Pour l’année 2024, le MENFP a réaffirmé que les parents des élèves du 1er et 2e cycles de l’École Fondamentale n’auront aucun frais à payer. L’État s’engage à prendre en charge les dépenses scolaires en allouant un montant de 400 gourdes par élève. Pour les élèves du 3e cycle de l’École Fondamentale et ceux du secondaire dans les lycées publics, les frais de scolarité sont fixés à 1500 gourdes par élève.

Cette mesure vise à alléger le fardeau financier des familles haïtiennes, dans un pays où l’accès à l’éducation reste un défi majeur. Cependant, ce montant, bien que modeste, soulève des inquiétudes quant à sa capacité à répondre aux besoins matériels des écoles.

Les écoles publiques en manque de ressources de base

De nombreux directeurs d’écoles publiques expriment déjà leur mécontentement, estimant que les montants fixés par l’État sont insuffisants pour gérer convenablement leurs établissements. En effet, ces directeurs rapportent que l’État ne leur fournit pas les ressources nécessaires pour le bon fonctionnement de leurs écoles. Des besoins de base, tels que l’achat de craies, de brosses pour effacer les tableaux ou encore la réparation légère des infrastructures avant la rentrée scolaire (peinture, réparation des bancs, etc.), ne sont souvent pas pris en charge.

Dans les pays en développement, les estimations suggèrent qu’un financement minimum de 200 USD par élève par an est nécessaire pour maintenir un système scolaire fonctionnel. En Haïti, les 400 gourdes allouées par élève (environ 3,30 USD) sont largement en deçà de cette norme internationale, mettant en évidence le fossé entre les besoins réels et les ressources disponibles.

Ce manque de soutien oblige les directeurs à se débrouiller seuls. Dans de nombreux cas, ils craignent de devoir demander aux parents des contributions supplémentaires, malgré les directives strictes du MENFP. Cette situation risque de créer un décalage entre les mesures officielles du Ministère et la réalité quotidienne dans les écoles.

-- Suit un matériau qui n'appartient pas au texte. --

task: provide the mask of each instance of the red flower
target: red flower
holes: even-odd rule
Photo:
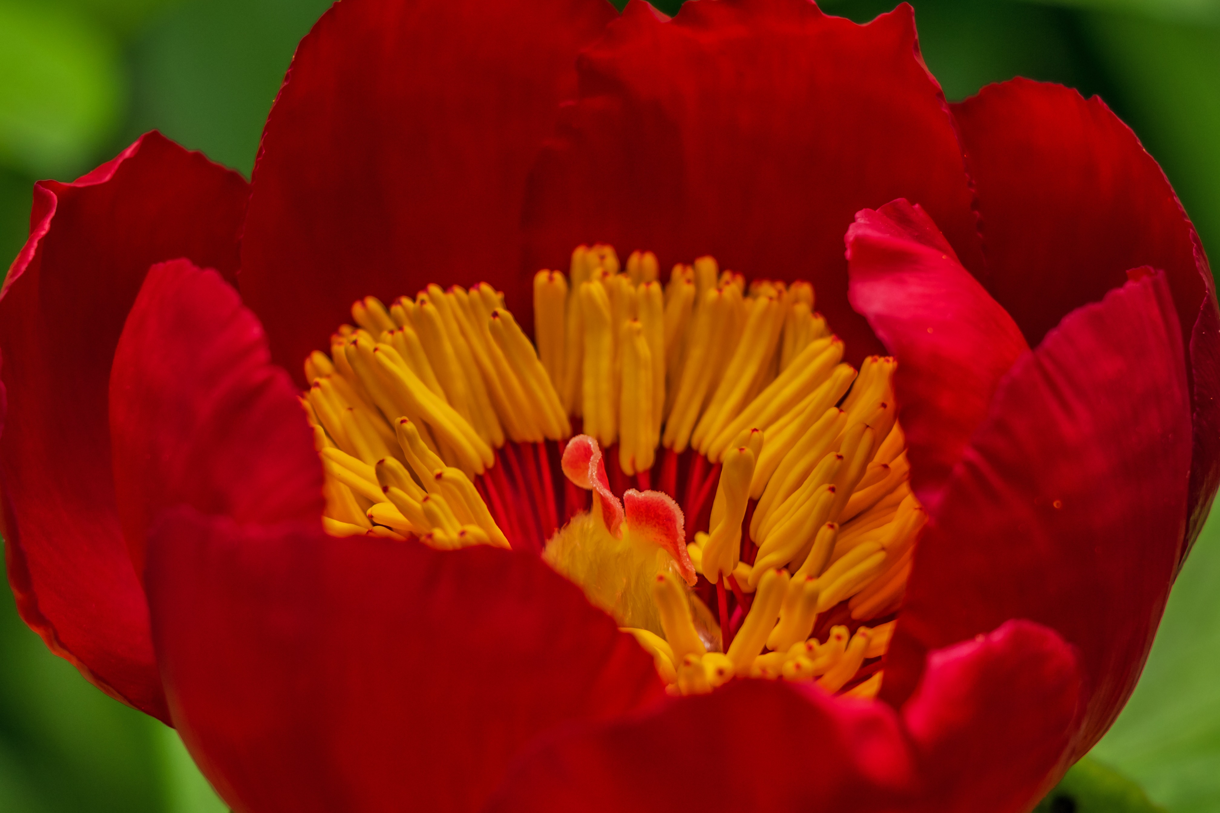
[[[1028,809],[1130,695],[1220,478],[1220,312],[1160,169],[1063,88],[947,105],[905,5],[344,0],[253,186],[150,134],[40,183],[30,223],[0,294],[18,608],[237,811]],[[323,531],[284,368],[367,294],[482,278],[527,314],[532,272],[594,240],[809,278],[847,361],[897,357],[931,519],[878,701],[667,697],[527,550],[562,519],[553,442],[476,478],[521,550]],[[683,460],[703,530],[715,480]],[[582,483],[620,534],[610,469]],[[626,533],[647,514],[678,561],[656,500]]]

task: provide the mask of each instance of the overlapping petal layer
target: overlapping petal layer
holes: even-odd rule
[[[980,271],[971,196],[910,6],[867,26],[804,0],[633,0],[580,61],[529,184],[528,267],[578,243],[704,254],[750,277],[813,279],[856,361],[878,350],[847,301],[843,233],[895,197],[924,206]]]
[[[1078,690],[1071,648],[1011,622],[932,653],[900,713],[745,680],[558,733],[517,763],[488,813],[1017,813],[1059,759]]]
[[[246,184],[156,133],[74,183],[34,188],[30,236],[0,295],[9,581],[52,651],[167,719],[144,591],[116,513],[111,360],[149,266],[231,279]]]
[[[920,541],[886,666],[1028,618],[1080,648],[1087,751],[1135,687],[1181,547],[1190,399],[1165,274],[1070,313],[1017,360]],[[1070,763],[1069,763],[1070,764]]]
[[[1028,345],[917,205],[856,215],[847,256],[852,306],[898,358],[911,488],[935,511],[996,385]]]
[[[295,372],[368,294],[482,279],[521,308],[526,173],[576,52],[614,16],[605,0],[344,0],[322,16],[267,121],[242,249],[277,363]]]
[[[1139,266],[1165,271],[1190,352],[1194,451],[1182,557],[1220,484],[1220,312],[1194,227],[1097,98],[1013,79],[953,105],[978,195],[986,283],[1031,345]]]
[[[214,271],[154,266],[110,375],[118,514],[143,578],[149,525],[184,503],[238,524],[322,514],[322,464],[257,319]]]
[[[532,553],[327,536],[320,463],[264,341],[216,274],[171,263],[116,361],[116,380],[160,390],[120,424],[142,419],[157,456],[137,466],[152,449],[118,431],[137,442],[116,458],[178,502],[145,506],[170,711],[235,809],[473,811],[537,733],[662,696],[634,640]]]

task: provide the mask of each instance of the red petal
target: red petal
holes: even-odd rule
[[[1190,470],[1181,334],[1163,273],[1070,313],[1000,382],[920,540],[886,667],[1028,618],[1081,651],[1083,753],[1135,687],[1181,549]]]
[[[267,121],[243,245],[242,295],[278,363],[299,371],[367,294],[486,279],[522,310],[526,174],[576,52],[614,16],[604,0],[344,0],[322,16]]]
[[[1054,633],[1014,622],[933,652],[902,718],[884,703],[733,680],[549,736],[487,809],[1016,813],[1066,746],[1075,666]]]
[[[150,534],[174,724],[239,811],[476,811],[569,720],[664,697],[649,658],[536,555],[337,540],[188,508]]]
[[[748,277],[811,278],[849,356],[880,350],[847,301],[843,233],[919,202],[982,266],[961,151],[910,6],[867,26],[805,0],[633,0],[580,61],[581,95],[531,178],[529,267],[578,243],[712,254]]]
[[[913,770],[897,714],[783,681],[562,733],[518,763],[487,813],[900,811]]]
[[[593,491],[598,503],[601,506],[601,522],[611,534],[619,534],[622,524],[622,502],[610,490],[610,480],[606,479],[605,461],[601,457],[601,446],[588,435],[577,435],[564,446],[564,456],[560,460],[564,477],[573,485]]]
[[[322,466],[257,319],[214,271],[154,266],[110,374],[115,490],[132,562],[167,506],[245,524],[322,516]]]
[[[903,709],[927,813],[1025,813],[1059,780],[1080,701],[1076,655],[1054,631],[1008,622],[932,652]]]
[[[847,256],[852,306],[898,358],[911,486],[935,509],[996,384],[1028,345],[917,205],[859,212]]]
[[[120,530],[110,366],[149,266],[231,278],[246,184],[156,133],[76,183],[34,188],[30,235],[0,294],[0,440],[9,581],[26,623],[105,691],[167,718],[148,607]]]
[[[1190,347],[1187,546],[1220,483],[1220,313],[1194,227],[1157,162],[1097,98],[1014,79],[954,105],[978,193],[988,289],[1030,344],[1072,308],[1161,268]]]
[[[699,577],[686,549],[682,508],[673,497],[662,491],[627,489],[622,505],[627,530],[669,552],[678,563],[682,578],[693,588]]]

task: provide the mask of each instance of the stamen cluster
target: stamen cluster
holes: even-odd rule
[[[894,361],[843,363],[813,308],[808,282],[747,285],[711,257],[662,289],[650,252],[622,269],[603,245],[536,275],[537,352],[487,284],[366,297],[305,364],[327,528],[438,547],[548,539],[548,561],[675,691],[754,676],[872,696],[926,514]],[[575,427],[612,461],[580,488],[553,474]],[[586,489],[597,508],[638,485],[643,505],[654,483],[683,539],[581,513]]]

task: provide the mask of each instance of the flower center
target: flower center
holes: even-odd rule
[[[486,283],[353,305],[305,362],[327,530],[542,552],[675,692],[875,696],[926,520],[895,362],[711,257],[662,289],[651,252],[580,246],[533,294],[537,351]]]

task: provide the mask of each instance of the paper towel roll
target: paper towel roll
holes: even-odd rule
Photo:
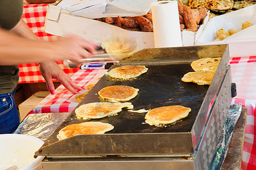
[[[182,46],[177,1],[155,2],[151,10],[155,47]]]

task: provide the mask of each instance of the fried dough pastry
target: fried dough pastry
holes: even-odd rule
[[[187,30],[195,32],[197,31],[196,20],[192,9],[187,6],[183,7],[184,21],[187,27]]]
[[[76,95],[76,99],[77,100],[78,102],[80,103],[81,101],[82,101],[82,99],[84,99],[84,97],[85,97],[88,93],[89,91],[83,92],[81,94]]]
[[[184,22],[184,18],[183,18],[183,16],[182,16],[182,15],[180,15],[180,14],[179,14],[179,19],[180,19],[180,25],[183,25],[184,26],[184,26],[185,22]]]
[[[114,23],[114,19],[112,17],[106,17],[105,22],[108,24],[113,24]]]
[[[188,4],[188,0],[181,1]],[[203,7],[200,10],[191,9],[180,2],[177,2],[180,30],[196,31],[207,15],[207,10]],[[112,24],[123,29],[133,31],[153,32],[152,12],[150,10],[143,16],[106,17],[96,20]]]
[[[191,67],[195,71],[216,70],[221,60],[221,57],[203,58],[191,63]]]
[[[145,122],[150,125],[163,126],[188,116],[189,108],[172,105],[154,108],[145,115]]]
[[[193,12],[193,14],[196,19],[196,23],[198,24],[200,22],[200,18],[199,16],[199,11],[197,9],[191,9]]]
[[[215,71],[212,70],[188,72],[184,74],[181,80],[195,83],[198,85],[210,85],[214,74]]]
[[[141,28],[142,31],[153,31],[153,24],[148,19],[142,16],[135,16],[135,18]]]
[[[207,15],[207,10],[205,7],[203,7],[199,10],[199,18],[200,22],[201,22],[205,16]]]
[[[148,19],[151,23],[153,22],[153,20],[152,19],[152,14],[146,14],[145,15],[143,15],[143,16],[145,17],[146,18]]]
[[[63,140],[78,134],[104,134],[114,129],[107,123],[86,122],[68,125],[61,129],[57,135],[59,140]]]
[[[128,79],[137,77],[147,71],[144,66],[124,66],[113,69],[106,74],[110,76],[121,79]]]
[[[128,109],[133,109],[131,103],[109,103],[96,102],[90,103],[80,105],[75,110],[78,118],[89,120],[101,118],[107,116],[113,116],[118,114],[122,111],[123,108]]]
[[[124,26],[126,26],[130,28],[138,27],[138,24],[137,23],[136,20],[134,18],[134,17],[126,16],[123,18],[120,16],[118,16],[117,17],[117,19]]]
[[[101,89],[99,96],[113,102],[128,101],[138,95],[139,89],[127,86],[110,86]]]

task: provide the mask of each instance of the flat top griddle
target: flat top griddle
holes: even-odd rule
[[[134,106],[133,110],[179,105],[191,108],[188,117],[166,127],[156,127],[144,123],[146,113],[127,112],[126,108],[117,116],[90,120],[77,118],[74,109],[35,155],[71,158],[78,155],[155,156],[192,154],[210,110],[210,101],[214,99],[225,75],[229,60],[226,47],[150,49],[137,52],[110,69],[123,65],[141,65],[148,69],[147,73],[129,80],[118,80],[104,75],[76,108],[83,104],[104,101],[98,95],[104,87],[126,85],[139,90],[138,95],[127,101]],[[193,71],[190,65],[192,61],[203,57],[220,57],[222,58],[210,86],[181,81],[185,74]],[[114,128],[104,134],[78,135],[61,141],[57,138],[62,128],[86,121],[109,123]]]
[[[107,133],[181,133],[191,130],[195,119],[201,105],[209,86],[199,86],[185,83],[181,78],[189,71],[193,71],[190,64],[148,66],[148,71],[137,78],[118,80],[105,75],[81,103],[100,102],[97,92],[102,88],[112,85],[126,85],[139,89],[138,95],[128,101],[134,106],[133,110],[153,109],[156,107],[180,105],[191,108],[185,118],[166,127],[156,127],[144,124],[146,113],[128,112],[125,108],[117,116],[101,119],[83,120],[76,117],[75,110],[57,129],[55,134],[64,127],[86,121],[100,121],[114,126]],[[97,95],[96,95],[97,94]],[[101,100],[102,101],[102,100]],[[52,138],[56,142],[56,138]]]

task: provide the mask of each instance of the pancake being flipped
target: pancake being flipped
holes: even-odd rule
[[[77,134],[104,134],[114,129],[109,124],[100,122],[88,122],[72,124],[61,129],[57,138],[63,140]]]
[[[191,67],[195,71],[216,70],[218,67],[221,57],[203,58],[191,63]]]
[[[114,78],[127,79],[138,76],[147,70],[144,66],[125,66],[114,68],[106,74]]]
[[[150,125],[163,126],[188,116],[191,109],[181,105],[154,108],[145,115],[146,122]]]
[[[80,105],[75,110],[79,118],[88,120],[91,118],[101,118],[106,116],[115,116],[122,111],[122,108],[133,108],[131,103],[90,103]]]
[[[138,95],[138,88],[127,86],[110,86],[103,88],[98,95],[104,99],[111,101],[127,101]]]
[[[214,76],[213,71],[198,71],[189,72],[181,78],[184,82],[193,82],[198,85],[209,85]]]

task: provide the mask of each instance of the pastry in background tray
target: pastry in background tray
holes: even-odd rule
[[[191,109],[181,105],[154,108],[145,115],[145,122],[150,125],[163,126],[188,116]]]
[[[210,85],[214,76],[214,71],[197,71],[189,72],[181,78],[184,82],[193,82],[198,85]]]
[[[187,6],[188,1],[188,0],[178,1],[180,29],[195,32],[197,31],[207,16],[207,10],[204,7],[192,10]],[[129,31],[153,32],[151,10],[143,16],[126,17],[118,16],[98,18],[96,20]]]
[[[123,108],[133,109],[131,103],[90,103],[80,105],[75,110],[78,118],[89,120],[101,118],[106,116],[117,115]]]
[[[234,3],[234,6],[233,7],[233,8],[234,10],[238,10],[253,5],[253,3],[250,3],[244,1],[235,1]]]
[[[128,101],[138,95],[139,89],[127,86],[110,86],[103,88],[98,92],[100,96],[112,102]]]
[[[246,21],[245,22],[242,24],[241,30],[244,29],[246,28],[248,28],[250,26],[252,26],[253,24],[248,21]],[[216,39],[213,40],[213,41],[222,41],[226,38],[229,37],[230,36],[238,32],[239,30],[237,29],[229,29],[228,32],[224,30],[222,28],[220,28],[218,31],[216,31]]]
[[[100,122],[88,122],[68,125],[59,131],[57,138],[65,139],[78,134],[104,134],[114,129],[109,124]]]
[[[147,70],[144,66],[125,66],[113,69],[106,74],[114,78],[128,79],[137,77],[147,72]]]
[[[189,0],[188,6],[193,8],[205,7],[207,10],[225,13],[233,8],[233,2],[232,0]]]
[[[195,71],[216,70],[221,57],[203,58],[194,61],[191,63],[191,67]]]

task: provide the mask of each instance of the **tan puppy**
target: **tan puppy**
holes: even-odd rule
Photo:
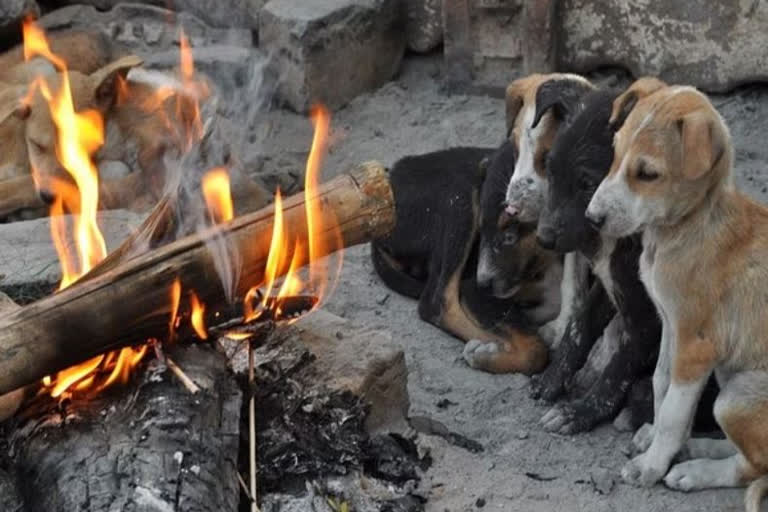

Une situation alarmante pour les directeurs d’écoles

L’équipe de Fouye Rasin Nou (FRN) a rencontré certains directeurs, notamment dans les zones rurales des départements du Sud-Est et du Nord. Ces derniers, préférant rester anonymes pour éviter des lettres de blâme, de transfert ou autres sanctions, n’hésitent pas à exprimer leur frustration, estimant que l’État ne les aide pas suffisamment dans la gestion des aspects matériels et opérationnels de leurs établissements. Ils ont également indiqué qu’ils n’ont reçu aucune subvention de la part de leur DDE depuis plus de 2 à 4 ans. Sans un soutien adéquat, ils se sentent pris au piège entre les exigences de l’État et les réalités du terrain. Bien que le MENFP ait fixé des frais de scolarité limités, les directeurs se demandent si ces montants suffiront réellement à maintenir des conditions d’apprentissage adéquates.

Les 400 gourdes allouées par élève des premiers et deuxièmes cycles semblent dérisoires pour couvrir les besoins d’une école publique, surtout dans un contexte de crise économique et de sous-financement chronique des infrastructures éducatives en Haïti.

Un avertissement clair du MENFP pour les contrevenants

Face à ces défis, le MENFP a rappelé que toute violation des directives concernant les frais de scolarité entraînera des sanctions sévères. Les directeurs d’établissements qui tenteraient d’ajouter des frais non autorisés ou de surfacturer les parents seront sanctionnés conformément à la législation en vigueur. Ces pratiques, qui dans le passé ont poussé certains établissements à exiger des montants exorbitants des familles, sont désormais formellement interdites.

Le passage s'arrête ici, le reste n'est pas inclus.